The big opportunity for the USA is not to be the world’s leading oil exporter. Oil is not that hard to get out of the ground, especially in countries such as Saudi Arabia. However, what do you do with all that crude oil? The advantage for the USA is our refined products.

Do you expect US refining capacity to expand in the near future?

Existing refineries will likely continue to expand. The USA had 300 refineries in 1980 and today we have about 140, but we refine about the same amount of crude oil that we did in 1980. The newest refineries in the country – the Marathon refinery in Garyville, Louisiana and the Valero refinery in Corpus Christi – were both established in the late 1970s and both of those plants refine twice as much today as they did when they started out. Big refineries in the USA are expanding the acreage around them.
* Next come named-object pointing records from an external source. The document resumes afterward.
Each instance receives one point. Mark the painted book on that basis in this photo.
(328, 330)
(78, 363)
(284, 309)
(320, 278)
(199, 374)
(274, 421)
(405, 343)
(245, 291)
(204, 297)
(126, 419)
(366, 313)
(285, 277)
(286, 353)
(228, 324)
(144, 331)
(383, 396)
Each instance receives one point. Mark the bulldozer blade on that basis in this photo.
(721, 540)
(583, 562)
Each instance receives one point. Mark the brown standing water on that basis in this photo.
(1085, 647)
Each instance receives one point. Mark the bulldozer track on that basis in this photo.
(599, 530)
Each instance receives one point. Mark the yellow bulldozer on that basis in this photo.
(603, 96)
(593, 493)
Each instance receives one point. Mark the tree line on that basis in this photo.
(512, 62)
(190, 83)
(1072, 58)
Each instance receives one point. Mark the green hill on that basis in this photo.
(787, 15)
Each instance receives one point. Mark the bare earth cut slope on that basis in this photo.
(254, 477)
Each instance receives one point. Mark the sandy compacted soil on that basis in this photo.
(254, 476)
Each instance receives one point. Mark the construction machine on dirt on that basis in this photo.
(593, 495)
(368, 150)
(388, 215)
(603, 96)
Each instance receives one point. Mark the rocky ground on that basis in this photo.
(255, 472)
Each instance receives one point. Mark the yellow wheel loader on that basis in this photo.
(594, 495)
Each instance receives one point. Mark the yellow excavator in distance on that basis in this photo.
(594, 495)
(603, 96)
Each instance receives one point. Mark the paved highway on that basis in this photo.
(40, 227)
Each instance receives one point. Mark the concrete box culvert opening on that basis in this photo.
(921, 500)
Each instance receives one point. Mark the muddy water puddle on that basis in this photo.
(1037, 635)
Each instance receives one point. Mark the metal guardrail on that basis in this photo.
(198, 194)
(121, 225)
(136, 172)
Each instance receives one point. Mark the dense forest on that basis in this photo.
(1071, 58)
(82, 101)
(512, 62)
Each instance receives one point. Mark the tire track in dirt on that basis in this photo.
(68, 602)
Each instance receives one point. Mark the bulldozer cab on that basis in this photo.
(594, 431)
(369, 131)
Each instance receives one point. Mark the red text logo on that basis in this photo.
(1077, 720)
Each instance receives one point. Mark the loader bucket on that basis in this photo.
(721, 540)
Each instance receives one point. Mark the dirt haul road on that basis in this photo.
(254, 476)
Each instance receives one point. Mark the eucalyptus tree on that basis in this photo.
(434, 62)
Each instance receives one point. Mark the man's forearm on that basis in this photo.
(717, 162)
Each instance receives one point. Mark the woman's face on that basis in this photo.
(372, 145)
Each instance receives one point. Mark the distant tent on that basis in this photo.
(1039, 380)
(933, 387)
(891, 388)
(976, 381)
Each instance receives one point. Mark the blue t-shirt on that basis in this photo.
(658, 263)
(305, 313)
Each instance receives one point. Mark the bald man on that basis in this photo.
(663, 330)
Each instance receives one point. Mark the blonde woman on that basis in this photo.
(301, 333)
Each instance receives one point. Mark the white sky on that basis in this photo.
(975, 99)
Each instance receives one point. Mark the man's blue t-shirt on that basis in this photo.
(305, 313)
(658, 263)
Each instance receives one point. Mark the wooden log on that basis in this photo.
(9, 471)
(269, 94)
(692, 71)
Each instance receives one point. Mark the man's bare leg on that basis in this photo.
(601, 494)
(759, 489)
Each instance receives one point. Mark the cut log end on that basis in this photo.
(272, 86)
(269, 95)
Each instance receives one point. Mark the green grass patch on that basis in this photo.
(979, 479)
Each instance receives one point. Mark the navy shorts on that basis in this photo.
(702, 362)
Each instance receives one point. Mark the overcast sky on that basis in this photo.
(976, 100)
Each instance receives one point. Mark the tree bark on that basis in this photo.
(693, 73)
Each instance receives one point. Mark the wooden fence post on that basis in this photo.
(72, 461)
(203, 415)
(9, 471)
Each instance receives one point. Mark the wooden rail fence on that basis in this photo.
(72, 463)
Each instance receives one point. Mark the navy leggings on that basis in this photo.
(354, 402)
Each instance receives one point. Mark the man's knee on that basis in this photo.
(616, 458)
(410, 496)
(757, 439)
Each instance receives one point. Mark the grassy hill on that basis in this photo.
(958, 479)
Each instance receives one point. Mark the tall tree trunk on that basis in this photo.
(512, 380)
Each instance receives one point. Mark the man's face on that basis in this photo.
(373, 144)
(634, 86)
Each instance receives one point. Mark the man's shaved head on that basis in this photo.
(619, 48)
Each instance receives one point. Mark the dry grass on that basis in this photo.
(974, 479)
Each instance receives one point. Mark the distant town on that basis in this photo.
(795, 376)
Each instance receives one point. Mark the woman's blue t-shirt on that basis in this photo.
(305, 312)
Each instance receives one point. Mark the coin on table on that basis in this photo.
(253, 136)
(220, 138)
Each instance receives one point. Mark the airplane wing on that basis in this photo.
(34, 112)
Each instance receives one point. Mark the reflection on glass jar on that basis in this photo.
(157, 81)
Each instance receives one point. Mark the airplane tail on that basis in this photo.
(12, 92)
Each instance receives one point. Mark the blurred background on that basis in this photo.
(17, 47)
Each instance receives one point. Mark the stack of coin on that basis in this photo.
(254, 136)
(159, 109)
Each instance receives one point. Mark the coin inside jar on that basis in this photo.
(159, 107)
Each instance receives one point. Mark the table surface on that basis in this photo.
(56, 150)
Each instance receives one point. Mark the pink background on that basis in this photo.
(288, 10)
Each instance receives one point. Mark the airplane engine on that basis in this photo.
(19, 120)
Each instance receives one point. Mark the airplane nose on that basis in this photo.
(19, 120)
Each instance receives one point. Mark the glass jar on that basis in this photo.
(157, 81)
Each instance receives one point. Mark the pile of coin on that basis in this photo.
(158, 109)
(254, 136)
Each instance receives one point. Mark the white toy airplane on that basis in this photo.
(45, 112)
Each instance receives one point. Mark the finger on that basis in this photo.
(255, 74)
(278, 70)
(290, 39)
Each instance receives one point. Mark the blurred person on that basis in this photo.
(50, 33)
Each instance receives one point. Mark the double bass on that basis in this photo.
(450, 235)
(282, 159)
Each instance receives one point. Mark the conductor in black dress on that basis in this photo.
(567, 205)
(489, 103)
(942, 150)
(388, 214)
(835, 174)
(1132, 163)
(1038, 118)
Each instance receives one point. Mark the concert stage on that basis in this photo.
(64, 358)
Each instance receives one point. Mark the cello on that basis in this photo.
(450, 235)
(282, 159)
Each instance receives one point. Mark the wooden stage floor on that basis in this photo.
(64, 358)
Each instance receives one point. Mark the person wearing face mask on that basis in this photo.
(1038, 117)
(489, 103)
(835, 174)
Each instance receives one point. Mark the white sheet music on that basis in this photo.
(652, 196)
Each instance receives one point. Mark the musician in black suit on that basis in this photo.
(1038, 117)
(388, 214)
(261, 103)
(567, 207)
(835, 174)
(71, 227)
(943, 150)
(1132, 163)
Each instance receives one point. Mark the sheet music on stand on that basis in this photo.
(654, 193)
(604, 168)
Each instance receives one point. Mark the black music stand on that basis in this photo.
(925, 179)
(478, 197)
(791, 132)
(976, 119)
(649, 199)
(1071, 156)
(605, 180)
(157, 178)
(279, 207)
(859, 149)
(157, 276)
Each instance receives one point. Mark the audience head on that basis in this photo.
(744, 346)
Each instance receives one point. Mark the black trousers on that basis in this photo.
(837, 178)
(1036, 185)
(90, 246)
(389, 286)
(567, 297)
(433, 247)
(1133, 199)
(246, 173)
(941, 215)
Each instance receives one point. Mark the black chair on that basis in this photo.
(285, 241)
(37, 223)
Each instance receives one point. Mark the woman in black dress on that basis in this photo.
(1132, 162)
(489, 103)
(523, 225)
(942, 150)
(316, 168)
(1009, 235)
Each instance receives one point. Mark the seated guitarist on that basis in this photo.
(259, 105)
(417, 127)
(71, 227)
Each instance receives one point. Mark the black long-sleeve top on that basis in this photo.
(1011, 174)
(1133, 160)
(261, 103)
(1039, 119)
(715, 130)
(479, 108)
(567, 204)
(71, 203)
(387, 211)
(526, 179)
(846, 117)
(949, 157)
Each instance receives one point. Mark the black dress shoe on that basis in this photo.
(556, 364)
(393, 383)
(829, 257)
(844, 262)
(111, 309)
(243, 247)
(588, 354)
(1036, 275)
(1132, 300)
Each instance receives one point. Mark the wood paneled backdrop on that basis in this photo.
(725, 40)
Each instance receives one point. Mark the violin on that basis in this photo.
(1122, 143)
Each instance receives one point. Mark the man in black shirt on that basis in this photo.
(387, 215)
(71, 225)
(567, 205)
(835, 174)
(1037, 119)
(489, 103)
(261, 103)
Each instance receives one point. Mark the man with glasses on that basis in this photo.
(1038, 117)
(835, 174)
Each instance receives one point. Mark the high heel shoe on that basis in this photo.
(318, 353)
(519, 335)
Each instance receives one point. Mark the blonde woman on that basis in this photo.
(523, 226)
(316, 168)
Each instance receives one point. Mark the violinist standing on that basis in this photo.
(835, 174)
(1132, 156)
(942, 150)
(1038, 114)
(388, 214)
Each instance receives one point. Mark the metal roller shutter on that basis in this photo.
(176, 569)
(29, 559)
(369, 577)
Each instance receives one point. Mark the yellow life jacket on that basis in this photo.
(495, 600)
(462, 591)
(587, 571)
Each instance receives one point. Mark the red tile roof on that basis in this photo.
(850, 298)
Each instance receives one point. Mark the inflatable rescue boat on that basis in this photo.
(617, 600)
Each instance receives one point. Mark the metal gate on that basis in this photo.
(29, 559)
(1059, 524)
It’s easier to do that than deal with a new grassroots installation, but new refineries are a possibility. If the USA is going to build one it will probably be in North Dakota because they are struggling to ship out all of the crude oil being produced there.

Do you see opportunity for oil and gas job growth in Texas?
Today, there are no jobs; companies are downsizing. However, in the future, oil prices will rise. For example, at USD 70 per barrel, we will easily see twice the amount of drilling activity in the USA that we see today. We are going to need people who can run rigs, drive trucks, run sand processing machines and all the components of the drilling activities, which is the big capital spend. Strategic roles in geology and engineering will ramp up a little slower because there is an economy of scale to doing large drilling activities. However, there will be a major gap in five to 10 years because the baby boomers are leaving the market.
In Texas, all our major universities and private schools are preparing to fill that gap in personnel. For example, in 2011, Texas A&M University announced a very aggressive programme to more than double its engineering students to 25,000 by 2025, and they are on pace to achieve that. Texas and the RRC are both prioritising long-term job creation.